A crucial step will be coming up with the money. Building costs could be as much as $75 million, according to estimates.
“This is important enough that we’ve got to find a way to fund it,” Forhan said. And the coalition report should help, she said. “Having gone community to community and county to county and getting such widespread support, I think that in itself is a significant tool for us to move forward.”
Since the coalition’s start in 2008, it’s grown from 142 members to more than 1,000, representing about 150 organizations from government, education, health, business and nonprofit areas, Forhan said.
The medical school has the support of Congressmen Dennis Cardoza, D-Merced, and Jim Costa, D-Fresno. Both helped form the coalition.
Cardoza said President Barack Obama’s proposed federal budget includes $100 million for new medical schools. He’d like to see some of that go to the Merced project. “We have to see if we can get that through the process,” he said in a telephone interview Wednesday.
Efforts to raise money in the community will be crucial, Costa said. A UC Merced medical school is competing for federal funds with other proposed medical schools, including one planned for UC Riverside, he said.
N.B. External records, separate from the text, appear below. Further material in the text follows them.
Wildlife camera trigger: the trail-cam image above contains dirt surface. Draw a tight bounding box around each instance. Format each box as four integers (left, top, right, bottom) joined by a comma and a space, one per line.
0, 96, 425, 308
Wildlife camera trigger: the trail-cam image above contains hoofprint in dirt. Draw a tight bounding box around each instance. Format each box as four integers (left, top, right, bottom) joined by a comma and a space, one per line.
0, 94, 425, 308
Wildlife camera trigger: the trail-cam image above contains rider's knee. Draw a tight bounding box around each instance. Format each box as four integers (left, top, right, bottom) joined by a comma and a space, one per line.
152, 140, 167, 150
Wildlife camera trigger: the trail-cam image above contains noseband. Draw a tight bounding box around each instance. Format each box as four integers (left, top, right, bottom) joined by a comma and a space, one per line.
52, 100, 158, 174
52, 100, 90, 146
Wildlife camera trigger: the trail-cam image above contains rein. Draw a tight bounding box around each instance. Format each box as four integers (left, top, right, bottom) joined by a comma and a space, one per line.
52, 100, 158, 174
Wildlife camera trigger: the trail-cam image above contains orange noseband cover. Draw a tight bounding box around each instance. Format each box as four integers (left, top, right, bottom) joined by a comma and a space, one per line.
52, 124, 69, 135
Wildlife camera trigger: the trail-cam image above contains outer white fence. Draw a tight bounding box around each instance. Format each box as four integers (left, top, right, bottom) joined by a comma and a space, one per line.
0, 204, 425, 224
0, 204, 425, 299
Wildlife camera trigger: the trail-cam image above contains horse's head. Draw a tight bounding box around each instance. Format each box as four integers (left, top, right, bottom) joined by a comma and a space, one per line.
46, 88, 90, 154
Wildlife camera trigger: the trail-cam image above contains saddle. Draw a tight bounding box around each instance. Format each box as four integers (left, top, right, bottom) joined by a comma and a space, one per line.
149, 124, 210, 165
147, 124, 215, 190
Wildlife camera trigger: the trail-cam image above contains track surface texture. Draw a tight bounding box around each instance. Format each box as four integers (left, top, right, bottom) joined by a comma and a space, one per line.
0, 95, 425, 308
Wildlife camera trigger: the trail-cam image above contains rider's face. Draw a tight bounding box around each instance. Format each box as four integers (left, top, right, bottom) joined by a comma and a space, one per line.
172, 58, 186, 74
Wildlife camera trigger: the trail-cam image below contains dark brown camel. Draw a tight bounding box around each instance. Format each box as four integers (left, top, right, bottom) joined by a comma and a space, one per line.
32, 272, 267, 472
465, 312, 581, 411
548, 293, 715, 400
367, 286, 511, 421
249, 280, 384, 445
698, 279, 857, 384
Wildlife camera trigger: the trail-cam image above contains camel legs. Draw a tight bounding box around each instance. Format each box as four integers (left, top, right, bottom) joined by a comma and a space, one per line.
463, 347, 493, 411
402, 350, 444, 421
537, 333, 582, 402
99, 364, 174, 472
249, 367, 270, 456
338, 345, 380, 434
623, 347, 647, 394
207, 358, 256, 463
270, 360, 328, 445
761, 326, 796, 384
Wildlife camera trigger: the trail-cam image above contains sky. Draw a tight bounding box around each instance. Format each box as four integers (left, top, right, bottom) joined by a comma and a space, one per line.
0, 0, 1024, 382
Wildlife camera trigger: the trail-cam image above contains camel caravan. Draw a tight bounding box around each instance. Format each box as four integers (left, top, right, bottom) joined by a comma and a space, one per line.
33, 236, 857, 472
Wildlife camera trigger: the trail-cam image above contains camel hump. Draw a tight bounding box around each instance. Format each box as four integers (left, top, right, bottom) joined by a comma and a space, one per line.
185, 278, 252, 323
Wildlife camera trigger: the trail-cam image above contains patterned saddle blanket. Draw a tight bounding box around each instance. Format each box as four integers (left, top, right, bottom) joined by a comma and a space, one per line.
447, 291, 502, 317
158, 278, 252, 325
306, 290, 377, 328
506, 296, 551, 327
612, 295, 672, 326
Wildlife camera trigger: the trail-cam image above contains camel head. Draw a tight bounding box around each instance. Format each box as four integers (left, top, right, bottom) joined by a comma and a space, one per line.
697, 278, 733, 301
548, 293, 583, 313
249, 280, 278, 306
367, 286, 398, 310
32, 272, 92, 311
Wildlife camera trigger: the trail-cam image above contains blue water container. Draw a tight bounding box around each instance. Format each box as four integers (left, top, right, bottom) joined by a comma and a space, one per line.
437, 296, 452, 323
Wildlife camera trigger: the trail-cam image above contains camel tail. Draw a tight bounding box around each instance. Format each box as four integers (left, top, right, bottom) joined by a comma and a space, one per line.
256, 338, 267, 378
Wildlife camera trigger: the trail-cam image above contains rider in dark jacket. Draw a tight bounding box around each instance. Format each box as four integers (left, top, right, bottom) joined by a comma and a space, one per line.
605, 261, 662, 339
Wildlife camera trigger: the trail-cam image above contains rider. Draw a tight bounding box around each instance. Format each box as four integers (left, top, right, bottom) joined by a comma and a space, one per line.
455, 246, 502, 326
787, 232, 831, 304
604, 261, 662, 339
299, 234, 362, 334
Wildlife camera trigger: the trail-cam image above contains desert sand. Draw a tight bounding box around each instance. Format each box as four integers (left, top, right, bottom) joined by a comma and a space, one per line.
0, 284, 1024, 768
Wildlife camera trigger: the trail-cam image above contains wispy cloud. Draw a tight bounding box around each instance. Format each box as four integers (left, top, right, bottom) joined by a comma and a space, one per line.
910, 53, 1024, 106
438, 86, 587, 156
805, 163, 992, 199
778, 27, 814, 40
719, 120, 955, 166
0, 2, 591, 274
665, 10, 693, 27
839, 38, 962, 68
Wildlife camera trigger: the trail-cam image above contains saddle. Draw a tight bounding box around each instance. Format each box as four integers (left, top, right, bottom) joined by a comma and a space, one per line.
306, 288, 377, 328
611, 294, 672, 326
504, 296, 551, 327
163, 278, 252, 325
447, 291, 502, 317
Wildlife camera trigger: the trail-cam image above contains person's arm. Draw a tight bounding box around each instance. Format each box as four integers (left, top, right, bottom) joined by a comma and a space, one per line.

A medical school in Merced could bring money to the Valley, supporters of the school said. “Each year, over $845 million in health-care dollars leave the region to other areas of the state” and that amount reflects only four north Valley counties, the report said.
The economic climate makes advocacy for the medical school all the more important, said Pete Weber, a member of the coalition from Fresno County and a board member of the Regional Jobs Initiative, a public-private partnership working to increase jobs in the Valley.
There will be pressure to slow the project, “and we can’t have that,” Weber said.